When it comes to transforming traditional tasks, there are now clear signs of fintech making inroads into trade finance and treasury. Some of the most recent innovations are in online platforms such as Trade Finance Market, which can provide standard services such as receivables financing, supply chain finance and trading lines through an electronic marketplace for global non-bank SME trade finance, with a focus on emerging markets.
“The aim is to provide as much efficiency and simplicity as possible to transactions,” says the COO of an Independent Oil & Gas company. “The platform seeks to enable the applicant to provide the information to enable transparency. The cost is still high on an operational basis, but might cancel the horrendous commitment fee many trade finance funds and now banks are asking from their clients.”
Blockchain clearly also has a role to play in addressing some of the big issues in trade finance, bringing benefits through its ability to reduce processing time, eliminate the use of paper and save money, while at the same time boosting transparency, security and trust. Many bankers see trade finance as the area most likely to benefit from blockchain technology, and platforms such as TradeIX and Komgo promise to deliver efficiencies, simplifying the work of traders and banks and thereby reducing response times and smoothing the operational process.
Souleïma Baddi, CEO of Komgo, says: “For the first time, the industry has decided to move forward together to solve ancient-age problems, and for the first time a technology answers to its needs in terms of privacy, security and efficiency, while supporting its decentralised way of operating. To be successful, this change has to be driven by businesspeople coming from the industry that have been facing its pain points on an everyday basis, backed by UX/UI talent and the full range of IT skills.”

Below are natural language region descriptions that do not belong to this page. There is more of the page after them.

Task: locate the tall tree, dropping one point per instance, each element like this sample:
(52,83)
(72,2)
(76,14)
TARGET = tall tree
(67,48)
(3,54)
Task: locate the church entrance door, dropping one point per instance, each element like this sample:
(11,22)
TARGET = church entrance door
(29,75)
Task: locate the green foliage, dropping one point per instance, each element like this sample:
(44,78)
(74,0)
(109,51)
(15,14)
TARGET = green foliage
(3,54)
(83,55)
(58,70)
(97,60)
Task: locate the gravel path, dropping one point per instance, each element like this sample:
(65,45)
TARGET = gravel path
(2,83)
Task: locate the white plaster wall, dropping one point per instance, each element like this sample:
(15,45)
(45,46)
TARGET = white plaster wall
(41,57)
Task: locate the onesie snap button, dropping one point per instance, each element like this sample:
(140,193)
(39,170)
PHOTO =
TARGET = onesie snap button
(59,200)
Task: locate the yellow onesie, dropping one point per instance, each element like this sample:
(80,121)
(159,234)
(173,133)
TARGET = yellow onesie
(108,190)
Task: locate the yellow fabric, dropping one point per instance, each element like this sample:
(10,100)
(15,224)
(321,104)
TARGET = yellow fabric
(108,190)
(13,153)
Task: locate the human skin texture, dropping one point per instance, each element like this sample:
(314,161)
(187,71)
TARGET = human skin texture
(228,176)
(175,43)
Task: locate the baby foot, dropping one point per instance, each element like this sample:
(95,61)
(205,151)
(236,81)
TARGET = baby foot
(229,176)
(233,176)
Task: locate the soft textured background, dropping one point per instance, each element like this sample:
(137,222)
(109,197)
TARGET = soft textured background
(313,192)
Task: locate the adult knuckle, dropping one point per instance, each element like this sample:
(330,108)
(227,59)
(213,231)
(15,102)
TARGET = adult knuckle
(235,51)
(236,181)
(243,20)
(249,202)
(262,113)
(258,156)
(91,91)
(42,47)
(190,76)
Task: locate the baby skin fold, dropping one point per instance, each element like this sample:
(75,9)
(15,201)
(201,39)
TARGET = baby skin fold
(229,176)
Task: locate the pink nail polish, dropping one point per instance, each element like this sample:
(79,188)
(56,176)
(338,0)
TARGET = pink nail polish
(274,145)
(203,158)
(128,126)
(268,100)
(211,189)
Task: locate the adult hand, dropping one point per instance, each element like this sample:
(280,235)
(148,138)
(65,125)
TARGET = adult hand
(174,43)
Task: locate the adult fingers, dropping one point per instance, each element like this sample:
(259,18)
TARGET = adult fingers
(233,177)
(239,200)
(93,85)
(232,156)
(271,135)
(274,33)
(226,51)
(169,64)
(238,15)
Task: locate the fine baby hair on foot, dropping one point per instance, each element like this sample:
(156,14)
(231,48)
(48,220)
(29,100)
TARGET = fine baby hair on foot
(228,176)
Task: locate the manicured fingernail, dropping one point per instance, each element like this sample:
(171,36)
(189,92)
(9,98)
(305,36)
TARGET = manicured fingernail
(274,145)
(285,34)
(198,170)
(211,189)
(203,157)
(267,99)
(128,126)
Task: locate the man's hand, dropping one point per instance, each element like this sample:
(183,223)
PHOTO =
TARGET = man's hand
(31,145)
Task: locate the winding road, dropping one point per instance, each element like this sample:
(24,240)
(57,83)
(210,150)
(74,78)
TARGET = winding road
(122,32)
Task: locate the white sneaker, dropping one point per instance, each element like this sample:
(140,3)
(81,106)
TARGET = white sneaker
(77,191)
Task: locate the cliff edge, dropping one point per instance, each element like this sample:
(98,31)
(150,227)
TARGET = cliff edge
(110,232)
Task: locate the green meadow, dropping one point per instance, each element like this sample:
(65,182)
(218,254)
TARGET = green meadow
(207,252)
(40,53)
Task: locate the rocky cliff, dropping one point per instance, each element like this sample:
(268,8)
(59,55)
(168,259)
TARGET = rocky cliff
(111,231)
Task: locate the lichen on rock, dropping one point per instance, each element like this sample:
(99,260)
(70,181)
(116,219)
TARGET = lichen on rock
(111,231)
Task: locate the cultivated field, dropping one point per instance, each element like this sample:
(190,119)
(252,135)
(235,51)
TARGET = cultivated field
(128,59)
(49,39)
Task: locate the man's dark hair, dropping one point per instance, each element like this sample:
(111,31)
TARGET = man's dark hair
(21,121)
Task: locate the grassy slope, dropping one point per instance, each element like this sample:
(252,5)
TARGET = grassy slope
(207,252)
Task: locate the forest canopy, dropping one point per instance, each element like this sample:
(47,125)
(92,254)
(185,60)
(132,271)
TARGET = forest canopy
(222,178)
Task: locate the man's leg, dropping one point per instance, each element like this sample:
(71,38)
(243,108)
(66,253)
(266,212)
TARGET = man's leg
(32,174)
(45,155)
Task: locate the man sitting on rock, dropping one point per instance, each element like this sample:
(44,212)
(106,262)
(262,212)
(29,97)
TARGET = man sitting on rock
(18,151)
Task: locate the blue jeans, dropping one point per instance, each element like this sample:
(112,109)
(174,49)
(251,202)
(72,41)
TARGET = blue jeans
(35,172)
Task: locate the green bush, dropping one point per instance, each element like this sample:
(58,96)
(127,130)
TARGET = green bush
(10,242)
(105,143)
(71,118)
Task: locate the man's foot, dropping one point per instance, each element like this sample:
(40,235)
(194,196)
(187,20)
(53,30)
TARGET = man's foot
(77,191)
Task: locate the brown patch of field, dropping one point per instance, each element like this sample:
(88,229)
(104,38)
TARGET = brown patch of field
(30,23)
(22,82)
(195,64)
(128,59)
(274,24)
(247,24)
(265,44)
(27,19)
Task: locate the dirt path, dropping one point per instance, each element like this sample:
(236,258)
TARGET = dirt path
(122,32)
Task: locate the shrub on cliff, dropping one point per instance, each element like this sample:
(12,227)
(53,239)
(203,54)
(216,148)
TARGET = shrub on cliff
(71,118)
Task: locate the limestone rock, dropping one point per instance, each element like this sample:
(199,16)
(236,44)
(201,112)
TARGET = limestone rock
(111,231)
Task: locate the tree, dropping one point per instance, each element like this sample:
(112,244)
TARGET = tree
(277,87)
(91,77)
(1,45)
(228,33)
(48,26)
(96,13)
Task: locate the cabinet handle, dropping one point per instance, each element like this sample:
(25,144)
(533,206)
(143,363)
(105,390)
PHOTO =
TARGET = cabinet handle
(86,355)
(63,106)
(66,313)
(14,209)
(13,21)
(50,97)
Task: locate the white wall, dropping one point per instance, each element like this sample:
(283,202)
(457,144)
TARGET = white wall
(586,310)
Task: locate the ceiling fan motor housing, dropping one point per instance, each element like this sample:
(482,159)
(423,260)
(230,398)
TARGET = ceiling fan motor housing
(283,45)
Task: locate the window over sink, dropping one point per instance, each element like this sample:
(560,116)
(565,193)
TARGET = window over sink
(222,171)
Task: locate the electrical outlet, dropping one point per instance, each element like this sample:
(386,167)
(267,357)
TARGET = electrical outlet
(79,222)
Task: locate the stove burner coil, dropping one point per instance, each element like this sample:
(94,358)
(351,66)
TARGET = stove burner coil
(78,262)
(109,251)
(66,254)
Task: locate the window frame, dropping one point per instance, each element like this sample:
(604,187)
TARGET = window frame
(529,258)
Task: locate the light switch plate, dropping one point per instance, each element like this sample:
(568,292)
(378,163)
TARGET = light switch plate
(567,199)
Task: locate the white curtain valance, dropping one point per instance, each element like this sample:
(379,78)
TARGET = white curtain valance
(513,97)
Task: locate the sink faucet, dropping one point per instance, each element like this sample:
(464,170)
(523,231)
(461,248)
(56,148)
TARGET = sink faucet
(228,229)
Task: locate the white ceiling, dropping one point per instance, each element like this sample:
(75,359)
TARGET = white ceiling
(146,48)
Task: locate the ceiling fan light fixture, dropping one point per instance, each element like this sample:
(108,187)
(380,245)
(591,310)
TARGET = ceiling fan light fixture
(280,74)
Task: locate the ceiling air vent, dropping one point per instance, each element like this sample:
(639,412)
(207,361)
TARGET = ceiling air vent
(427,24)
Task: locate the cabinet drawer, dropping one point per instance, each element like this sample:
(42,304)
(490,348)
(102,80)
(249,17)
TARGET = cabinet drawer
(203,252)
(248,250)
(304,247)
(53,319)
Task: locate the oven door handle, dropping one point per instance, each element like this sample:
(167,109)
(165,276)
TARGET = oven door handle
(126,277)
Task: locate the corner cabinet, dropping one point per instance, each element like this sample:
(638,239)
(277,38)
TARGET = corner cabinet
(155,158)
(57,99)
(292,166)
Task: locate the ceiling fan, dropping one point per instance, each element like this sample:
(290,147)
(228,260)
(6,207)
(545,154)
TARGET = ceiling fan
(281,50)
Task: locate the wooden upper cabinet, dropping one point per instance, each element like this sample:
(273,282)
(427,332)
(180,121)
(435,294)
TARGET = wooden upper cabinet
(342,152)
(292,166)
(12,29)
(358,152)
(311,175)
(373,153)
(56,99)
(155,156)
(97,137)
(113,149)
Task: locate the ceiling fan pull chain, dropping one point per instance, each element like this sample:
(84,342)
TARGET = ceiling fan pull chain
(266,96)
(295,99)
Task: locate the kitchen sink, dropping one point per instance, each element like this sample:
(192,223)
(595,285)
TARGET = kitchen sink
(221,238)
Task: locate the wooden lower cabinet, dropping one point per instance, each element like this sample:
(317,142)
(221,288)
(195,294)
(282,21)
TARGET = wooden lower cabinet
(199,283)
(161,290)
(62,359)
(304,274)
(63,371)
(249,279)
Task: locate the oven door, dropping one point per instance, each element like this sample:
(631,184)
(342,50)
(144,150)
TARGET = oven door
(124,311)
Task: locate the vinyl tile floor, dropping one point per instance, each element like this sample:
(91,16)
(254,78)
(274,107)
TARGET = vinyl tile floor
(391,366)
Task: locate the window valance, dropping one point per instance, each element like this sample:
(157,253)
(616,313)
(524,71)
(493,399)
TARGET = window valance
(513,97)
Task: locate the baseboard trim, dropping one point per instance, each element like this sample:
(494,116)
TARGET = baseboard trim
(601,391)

Firms operating in all three of these areas are vying for experienced trade finance talent, looking for the key skillsets of a deep knowledge of commodity finance and derivatives, a genuine understanding of physical commodities, and a track record. Makin says, “we built our team at Audentia around a specific skill set and expertise. Our investment committee has extensive practical experience in physical commodities trading, derivatives and risk management, and commodity financing.” To ensure a robust risk management process and an ability to accomplish an outsized targeted return profile, each transaction needs to be looked at from the eyes of a financier who also brings an understanding of the physical risks and nuances of the logistics involved in a particular transaction. Deep IT and technical skills are also – obviously – in high demand.
Finding such a combination of skills is rare, not least because the historic structure of the market has meant financing skills rested with bankers and the understanding of the physical outlook with traders. At the moment, most of the talent moving into these entrepreneurial businesses on the sidelines of the industry is coming out of traditional trade finance banks and the investment banks, with those working at traders tending to be more reluctant to make such a leap. But the trading firms are sitting on huge pools of talent that they will need to work hard to retain, perhaps by encouraging more innovation within their own businesses.
At the same time, there is a huge challenge for the commodity finance market to attract tech talent into the industry, where new ideas and a fresh outlook are clearly required to keep the asset class alive. Tech skills are already in high demand across the vast majority of industries and asset classes, and wooing the best innovators into trade finance will not be easy. There are, however, attractions around the intersection between the real economy and the financial services industry that the sector represents, the opportunity to deal with strategic products that underpin the real economy, and the potential to have a direct impact on a wide range of communities and people.
The finance function in a trading firm has to deal with continuously expanding parameters and a fast-evolving landscape. What is clear is that the funding gap in the trade finance area needs addressing, and only by wooing the brightest and best talent to the industry can innovation truly take hold in the coming years.